Have you ever wondered why neuroscience-related small-animal experiments have designs that constrain the subjects being studied? Or how information obtained from these studies might have been different if the subjects could behave freely and were not constrained?
You are not alone. Researchers at the Kavli Institute for Systems Neuroscience at the Norwegian University of Science and Technology have been working to remove such constraints. The team, led by neuroscientist and Nobel Laureate Edvard Moser, recently developed an open-source miniaturized two-photon microscope – Mini2P – for multiplane imaging of over 1000 neurons at a time in freely moving mice. The researchers published the details of their novel design in Cell.
“Our dream was to invent a window into the brain, so we could see what happens inside when we’re thinking, planning, feeling and remembering,” says co-author May-Britt Moser, a long-term collaborator who shared the 2014 Nobel Prize in Physiology or Medicine with Edvard Moser and John O’Keefe.
The basic working principles of Mini2P are not too different from existing two-photon light microscopes, where two photons of laser light are used to excite neurons at high resolution. However, the new design comes with two fundamental improvements.

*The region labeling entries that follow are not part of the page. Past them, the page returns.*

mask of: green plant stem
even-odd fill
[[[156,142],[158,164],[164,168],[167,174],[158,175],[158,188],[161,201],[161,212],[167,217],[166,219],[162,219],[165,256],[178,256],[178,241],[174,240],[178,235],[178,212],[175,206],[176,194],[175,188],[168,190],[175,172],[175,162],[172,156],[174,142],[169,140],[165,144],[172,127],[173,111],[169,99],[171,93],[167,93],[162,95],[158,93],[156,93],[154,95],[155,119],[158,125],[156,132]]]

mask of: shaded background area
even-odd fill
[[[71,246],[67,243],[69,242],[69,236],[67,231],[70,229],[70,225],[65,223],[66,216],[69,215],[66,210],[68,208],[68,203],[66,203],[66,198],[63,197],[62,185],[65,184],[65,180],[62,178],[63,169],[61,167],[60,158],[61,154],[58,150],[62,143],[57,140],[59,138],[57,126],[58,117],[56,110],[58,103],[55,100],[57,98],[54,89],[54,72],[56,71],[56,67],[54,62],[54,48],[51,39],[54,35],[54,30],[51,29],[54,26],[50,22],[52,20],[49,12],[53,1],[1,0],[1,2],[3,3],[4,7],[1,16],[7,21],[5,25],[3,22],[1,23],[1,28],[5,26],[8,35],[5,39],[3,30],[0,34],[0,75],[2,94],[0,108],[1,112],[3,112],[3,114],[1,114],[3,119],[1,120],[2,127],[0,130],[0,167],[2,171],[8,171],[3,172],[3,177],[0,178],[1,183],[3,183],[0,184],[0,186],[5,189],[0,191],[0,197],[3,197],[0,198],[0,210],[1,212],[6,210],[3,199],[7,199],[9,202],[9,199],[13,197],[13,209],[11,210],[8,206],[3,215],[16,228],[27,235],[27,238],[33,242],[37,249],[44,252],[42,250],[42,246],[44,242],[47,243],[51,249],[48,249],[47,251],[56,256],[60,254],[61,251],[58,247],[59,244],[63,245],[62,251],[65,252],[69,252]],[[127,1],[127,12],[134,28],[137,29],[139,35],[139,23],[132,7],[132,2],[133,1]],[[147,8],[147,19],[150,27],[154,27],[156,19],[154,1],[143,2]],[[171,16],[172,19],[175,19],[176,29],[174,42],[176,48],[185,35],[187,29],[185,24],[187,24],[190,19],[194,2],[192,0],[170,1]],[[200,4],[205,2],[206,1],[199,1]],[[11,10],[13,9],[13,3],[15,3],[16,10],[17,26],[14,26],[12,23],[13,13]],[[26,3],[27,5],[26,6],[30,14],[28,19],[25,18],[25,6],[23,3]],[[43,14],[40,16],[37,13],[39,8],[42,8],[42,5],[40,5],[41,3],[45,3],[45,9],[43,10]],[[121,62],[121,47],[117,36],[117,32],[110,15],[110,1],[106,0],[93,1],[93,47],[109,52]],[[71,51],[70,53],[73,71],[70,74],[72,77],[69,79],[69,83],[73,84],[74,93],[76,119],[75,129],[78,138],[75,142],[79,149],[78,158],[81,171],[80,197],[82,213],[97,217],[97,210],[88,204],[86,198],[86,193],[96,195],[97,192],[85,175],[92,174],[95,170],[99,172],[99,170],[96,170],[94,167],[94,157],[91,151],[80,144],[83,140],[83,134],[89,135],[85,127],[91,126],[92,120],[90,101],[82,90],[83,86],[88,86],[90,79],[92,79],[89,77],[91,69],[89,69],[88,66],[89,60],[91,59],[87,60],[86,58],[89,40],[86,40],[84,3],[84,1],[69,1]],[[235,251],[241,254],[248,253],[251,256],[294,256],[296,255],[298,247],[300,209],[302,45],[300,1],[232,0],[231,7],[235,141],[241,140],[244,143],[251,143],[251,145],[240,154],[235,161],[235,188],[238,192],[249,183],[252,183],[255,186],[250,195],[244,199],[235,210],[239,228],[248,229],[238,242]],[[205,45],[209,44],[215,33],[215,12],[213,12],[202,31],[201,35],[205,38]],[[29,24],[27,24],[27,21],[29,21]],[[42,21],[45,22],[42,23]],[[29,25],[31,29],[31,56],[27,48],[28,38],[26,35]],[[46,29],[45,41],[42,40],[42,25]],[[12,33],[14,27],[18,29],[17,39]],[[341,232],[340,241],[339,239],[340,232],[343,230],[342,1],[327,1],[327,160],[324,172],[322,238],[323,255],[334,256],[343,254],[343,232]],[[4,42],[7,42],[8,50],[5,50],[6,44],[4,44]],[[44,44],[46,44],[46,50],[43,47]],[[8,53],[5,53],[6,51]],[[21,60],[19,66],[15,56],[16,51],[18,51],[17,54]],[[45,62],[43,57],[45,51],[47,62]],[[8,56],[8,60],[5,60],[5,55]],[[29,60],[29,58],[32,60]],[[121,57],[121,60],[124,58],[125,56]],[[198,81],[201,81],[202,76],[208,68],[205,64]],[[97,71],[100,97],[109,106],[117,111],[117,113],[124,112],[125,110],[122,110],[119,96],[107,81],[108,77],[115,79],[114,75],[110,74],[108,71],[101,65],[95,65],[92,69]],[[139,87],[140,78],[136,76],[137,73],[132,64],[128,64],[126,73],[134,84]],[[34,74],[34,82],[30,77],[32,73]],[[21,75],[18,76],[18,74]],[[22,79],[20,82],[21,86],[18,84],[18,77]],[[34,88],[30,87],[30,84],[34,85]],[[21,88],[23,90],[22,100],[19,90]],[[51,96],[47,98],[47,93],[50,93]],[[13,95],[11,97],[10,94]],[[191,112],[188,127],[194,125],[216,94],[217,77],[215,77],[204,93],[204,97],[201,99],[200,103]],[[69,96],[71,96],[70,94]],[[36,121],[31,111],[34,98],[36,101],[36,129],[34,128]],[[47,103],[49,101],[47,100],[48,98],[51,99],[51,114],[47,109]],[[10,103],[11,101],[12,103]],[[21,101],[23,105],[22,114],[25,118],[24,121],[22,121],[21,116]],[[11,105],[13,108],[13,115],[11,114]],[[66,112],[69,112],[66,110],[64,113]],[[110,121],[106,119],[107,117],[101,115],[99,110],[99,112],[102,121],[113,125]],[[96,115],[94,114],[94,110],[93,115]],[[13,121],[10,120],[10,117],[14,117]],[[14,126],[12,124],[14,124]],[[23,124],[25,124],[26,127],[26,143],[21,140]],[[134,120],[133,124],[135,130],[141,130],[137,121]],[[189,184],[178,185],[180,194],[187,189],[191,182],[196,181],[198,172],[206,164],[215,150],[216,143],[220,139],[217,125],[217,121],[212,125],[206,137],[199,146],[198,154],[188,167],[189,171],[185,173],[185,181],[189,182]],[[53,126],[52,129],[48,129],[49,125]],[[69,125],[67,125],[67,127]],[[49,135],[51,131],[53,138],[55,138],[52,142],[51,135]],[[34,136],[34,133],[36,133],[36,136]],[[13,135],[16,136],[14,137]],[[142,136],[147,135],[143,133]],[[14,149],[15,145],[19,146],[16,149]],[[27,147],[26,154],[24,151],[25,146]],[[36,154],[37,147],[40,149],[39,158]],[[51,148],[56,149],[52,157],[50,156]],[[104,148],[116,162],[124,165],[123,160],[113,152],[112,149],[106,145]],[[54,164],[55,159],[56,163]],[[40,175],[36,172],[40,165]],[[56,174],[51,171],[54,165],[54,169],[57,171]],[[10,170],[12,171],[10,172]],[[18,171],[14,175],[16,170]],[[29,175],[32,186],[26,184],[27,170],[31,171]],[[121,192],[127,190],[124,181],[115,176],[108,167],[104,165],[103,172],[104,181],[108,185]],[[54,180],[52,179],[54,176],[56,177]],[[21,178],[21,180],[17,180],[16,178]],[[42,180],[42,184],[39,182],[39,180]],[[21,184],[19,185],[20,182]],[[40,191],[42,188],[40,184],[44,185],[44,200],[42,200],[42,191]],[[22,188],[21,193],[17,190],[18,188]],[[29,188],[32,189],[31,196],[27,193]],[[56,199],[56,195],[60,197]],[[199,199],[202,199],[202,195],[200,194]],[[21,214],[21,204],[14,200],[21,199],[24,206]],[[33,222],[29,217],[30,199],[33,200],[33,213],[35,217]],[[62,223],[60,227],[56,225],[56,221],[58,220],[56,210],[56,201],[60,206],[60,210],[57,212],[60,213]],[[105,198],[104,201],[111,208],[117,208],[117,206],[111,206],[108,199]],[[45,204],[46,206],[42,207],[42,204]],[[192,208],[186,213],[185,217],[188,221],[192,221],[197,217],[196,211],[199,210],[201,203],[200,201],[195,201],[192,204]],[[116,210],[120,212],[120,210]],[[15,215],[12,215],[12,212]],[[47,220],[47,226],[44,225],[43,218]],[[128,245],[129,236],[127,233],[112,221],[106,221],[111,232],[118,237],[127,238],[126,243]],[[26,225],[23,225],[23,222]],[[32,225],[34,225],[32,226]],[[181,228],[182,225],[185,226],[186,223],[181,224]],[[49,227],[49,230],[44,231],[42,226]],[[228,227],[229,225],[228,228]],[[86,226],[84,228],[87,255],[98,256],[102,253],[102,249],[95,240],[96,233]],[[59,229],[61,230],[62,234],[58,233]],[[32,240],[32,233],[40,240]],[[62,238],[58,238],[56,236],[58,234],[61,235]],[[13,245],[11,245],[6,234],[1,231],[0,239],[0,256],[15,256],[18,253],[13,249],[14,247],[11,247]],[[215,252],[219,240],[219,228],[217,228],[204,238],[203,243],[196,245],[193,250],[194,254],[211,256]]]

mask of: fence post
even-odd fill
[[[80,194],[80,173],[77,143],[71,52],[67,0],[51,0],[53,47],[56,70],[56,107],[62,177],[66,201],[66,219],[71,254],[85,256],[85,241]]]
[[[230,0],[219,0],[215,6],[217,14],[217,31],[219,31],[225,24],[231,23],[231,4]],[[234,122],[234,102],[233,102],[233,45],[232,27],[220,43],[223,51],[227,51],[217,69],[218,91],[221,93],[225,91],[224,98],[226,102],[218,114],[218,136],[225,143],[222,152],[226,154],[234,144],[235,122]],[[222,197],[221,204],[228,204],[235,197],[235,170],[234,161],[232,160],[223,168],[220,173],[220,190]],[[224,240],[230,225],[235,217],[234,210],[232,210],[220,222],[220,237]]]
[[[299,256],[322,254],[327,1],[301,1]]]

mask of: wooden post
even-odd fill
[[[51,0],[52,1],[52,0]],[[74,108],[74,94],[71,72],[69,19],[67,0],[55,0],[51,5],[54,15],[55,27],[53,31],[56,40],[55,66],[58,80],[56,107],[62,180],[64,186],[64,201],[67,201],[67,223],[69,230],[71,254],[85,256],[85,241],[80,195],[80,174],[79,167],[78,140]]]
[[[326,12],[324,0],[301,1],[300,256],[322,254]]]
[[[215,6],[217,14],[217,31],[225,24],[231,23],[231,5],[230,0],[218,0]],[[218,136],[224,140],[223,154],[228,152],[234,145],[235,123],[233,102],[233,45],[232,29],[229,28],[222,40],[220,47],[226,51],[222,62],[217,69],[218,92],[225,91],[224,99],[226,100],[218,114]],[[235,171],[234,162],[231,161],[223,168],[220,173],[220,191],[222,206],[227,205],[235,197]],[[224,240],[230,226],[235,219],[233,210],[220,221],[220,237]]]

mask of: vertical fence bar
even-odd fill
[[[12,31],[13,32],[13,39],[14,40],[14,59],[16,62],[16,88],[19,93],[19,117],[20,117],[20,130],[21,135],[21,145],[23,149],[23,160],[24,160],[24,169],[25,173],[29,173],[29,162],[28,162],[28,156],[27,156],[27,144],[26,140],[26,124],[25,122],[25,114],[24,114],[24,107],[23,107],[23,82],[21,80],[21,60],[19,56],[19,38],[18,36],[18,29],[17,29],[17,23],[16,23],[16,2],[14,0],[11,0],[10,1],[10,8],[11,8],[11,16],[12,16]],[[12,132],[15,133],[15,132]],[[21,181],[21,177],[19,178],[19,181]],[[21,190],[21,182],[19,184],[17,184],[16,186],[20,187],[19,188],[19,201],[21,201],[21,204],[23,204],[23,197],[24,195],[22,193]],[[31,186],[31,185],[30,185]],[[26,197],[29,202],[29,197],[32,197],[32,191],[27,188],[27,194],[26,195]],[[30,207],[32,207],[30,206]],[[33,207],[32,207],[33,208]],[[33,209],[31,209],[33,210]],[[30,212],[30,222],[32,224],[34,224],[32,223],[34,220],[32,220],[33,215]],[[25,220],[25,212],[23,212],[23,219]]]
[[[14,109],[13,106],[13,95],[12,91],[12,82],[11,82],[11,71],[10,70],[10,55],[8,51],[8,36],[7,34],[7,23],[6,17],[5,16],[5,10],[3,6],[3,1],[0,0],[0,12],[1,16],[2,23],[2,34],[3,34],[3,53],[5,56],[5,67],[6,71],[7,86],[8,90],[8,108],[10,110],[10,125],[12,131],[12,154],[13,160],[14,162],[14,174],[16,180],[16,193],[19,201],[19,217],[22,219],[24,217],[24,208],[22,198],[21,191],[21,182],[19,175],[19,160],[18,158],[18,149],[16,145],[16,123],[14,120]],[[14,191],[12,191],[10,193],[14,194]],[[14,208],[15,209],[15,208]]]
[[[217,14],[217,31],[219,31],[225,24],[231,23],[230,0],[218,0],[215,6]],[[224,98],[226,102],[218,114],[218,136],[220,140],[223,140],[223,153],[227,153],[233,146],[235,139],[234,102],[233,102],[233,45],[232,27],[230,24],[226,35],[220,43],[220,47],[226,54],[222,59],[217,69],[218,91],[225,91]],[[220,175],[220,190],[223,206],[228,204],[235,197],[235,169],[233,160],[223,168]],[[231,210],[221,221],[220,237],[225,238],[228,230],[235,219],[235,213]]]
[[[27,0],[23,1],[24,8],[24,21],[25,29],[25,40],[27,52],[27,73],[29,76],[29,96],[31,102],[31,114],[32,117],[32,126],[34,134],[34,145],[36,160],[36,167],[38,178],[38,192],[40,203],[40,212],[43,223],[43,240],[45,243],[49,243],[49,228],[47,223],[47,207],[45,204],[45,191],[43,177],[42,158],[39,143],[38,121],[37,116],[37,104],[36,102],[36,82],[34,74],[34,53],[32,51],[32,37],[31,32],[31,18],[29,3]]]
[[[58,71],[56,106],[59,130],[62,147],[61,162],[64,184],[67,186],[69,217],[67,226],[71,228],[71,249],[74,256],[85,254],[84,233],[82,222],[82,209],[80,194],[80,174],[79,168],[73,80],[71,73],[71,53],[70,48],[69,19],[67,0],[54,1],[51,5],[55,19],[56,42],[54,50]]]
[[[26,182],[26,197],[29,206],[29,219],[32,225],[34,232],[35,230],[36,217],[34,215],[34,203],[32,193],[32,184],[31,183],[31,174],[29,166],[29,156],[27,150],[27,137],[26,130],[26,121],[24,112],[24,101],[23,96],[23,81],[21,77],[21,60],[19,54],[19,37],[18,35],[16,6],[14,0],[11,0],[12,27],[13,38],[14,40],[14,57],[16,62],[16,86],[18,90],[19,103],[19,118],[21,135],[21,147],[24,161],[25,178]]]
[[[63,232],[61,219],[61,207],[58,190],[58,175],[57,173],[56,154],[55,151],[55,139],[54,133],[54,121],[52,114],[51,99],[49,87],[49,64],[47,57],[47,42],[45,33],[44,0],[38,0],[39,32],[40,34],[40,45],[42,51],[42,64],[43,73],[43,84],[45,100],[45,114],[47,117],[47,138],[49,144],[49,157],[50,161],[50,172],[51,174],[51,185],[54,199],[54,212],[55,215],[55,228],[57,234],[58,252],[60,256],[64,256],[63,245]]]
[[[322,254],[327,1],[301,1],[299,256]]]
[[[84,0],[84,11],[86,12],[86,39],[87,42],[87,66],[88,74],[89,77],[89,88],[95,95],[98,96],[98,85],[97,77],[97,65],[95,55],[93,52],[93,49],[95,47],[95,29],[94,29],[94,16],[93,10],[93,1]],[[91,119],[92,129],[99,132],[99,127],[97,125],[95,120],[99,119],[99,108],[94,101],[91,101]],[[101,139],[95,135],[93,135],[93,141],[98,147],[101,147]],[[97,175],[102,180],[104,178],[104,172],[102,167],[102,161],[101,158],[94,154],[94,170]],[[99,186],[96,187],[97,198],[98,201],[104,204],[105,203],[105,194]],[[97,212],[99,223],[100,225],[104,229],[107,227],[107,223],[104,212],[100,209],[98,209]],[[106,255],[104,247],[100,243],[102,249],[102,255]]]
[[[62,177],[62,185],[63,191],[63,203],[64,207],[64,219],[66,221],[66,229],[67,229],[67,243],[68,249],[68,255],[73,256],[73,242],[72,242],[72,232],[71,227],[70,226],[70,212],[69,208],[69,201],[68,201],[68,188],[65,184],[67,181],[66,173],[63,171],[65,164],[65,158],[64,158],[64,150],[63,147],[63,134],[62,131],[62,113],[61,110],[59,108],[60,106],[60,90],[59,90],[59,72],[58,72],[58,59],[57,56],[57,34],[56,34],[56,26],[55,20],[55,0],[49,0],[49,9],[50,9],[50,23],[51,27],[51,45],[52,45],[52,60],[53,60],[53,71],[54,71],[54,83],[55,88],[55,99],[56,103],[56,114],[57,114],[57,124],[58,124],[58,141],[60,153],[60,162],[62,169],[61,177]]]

First author Weijian Zong and his colleagues wanted to build a mini microscope that is light enough not to interfere with the animal’s natural behaviour. The previous miniscope that Zong helped to develop was heavier (roughly 5 g) and also had stiff optical fibre bundles that impeded the rodents’ natural behaviour.
Experimenting with different head-mounted microscopes that varied in both weight and the thickness of connection cables, the researchers concluded that a head-mounted miniscope with a weight of 3 g or less and a 0.7 mm cable assembly might be sufficient to help maintain naturalistic behaviour of free-foraging mice during two-photon imaging sessions.
Another innovative feature of Mini2P is its miniaturized electrically tunable lens. The researchers used a static voltage to adjust the curvature of the imaging lens. Changing the lens’s curvature triggers Mini2P to shift the focal imaging plane across multiple cortical layers in the axial direction (from the surface to deeper cell layers), thus enabling 3D imaging of labelled neurons, which fluoresce when excited with laser light.
Since Mini2P has the capability to collect significant amounts of neural data in a single recording session, and also helps reduce the number of animals used in research, the researchers decided to share Mini2P as open source with neuroscientists and labs across the world. Mini2P’s blueprint, its shopping list and instructional movies can be accessed through GitHub.
Edvard Moser is hopeful that Mini2P could also play an enlightening role in understanding brain diseases. “We know that Alzheimer’s disease cause deficits in the ability to navigate, and in memory. These are brain functions that arise from joint collaboration of thousands of brain cells. The Mini2P offers a way to monitor changes in the dynamics between thousands of cells in freely moving mice, using mouse strains that are model organisms for studying Alzheimer’s disease,” he says.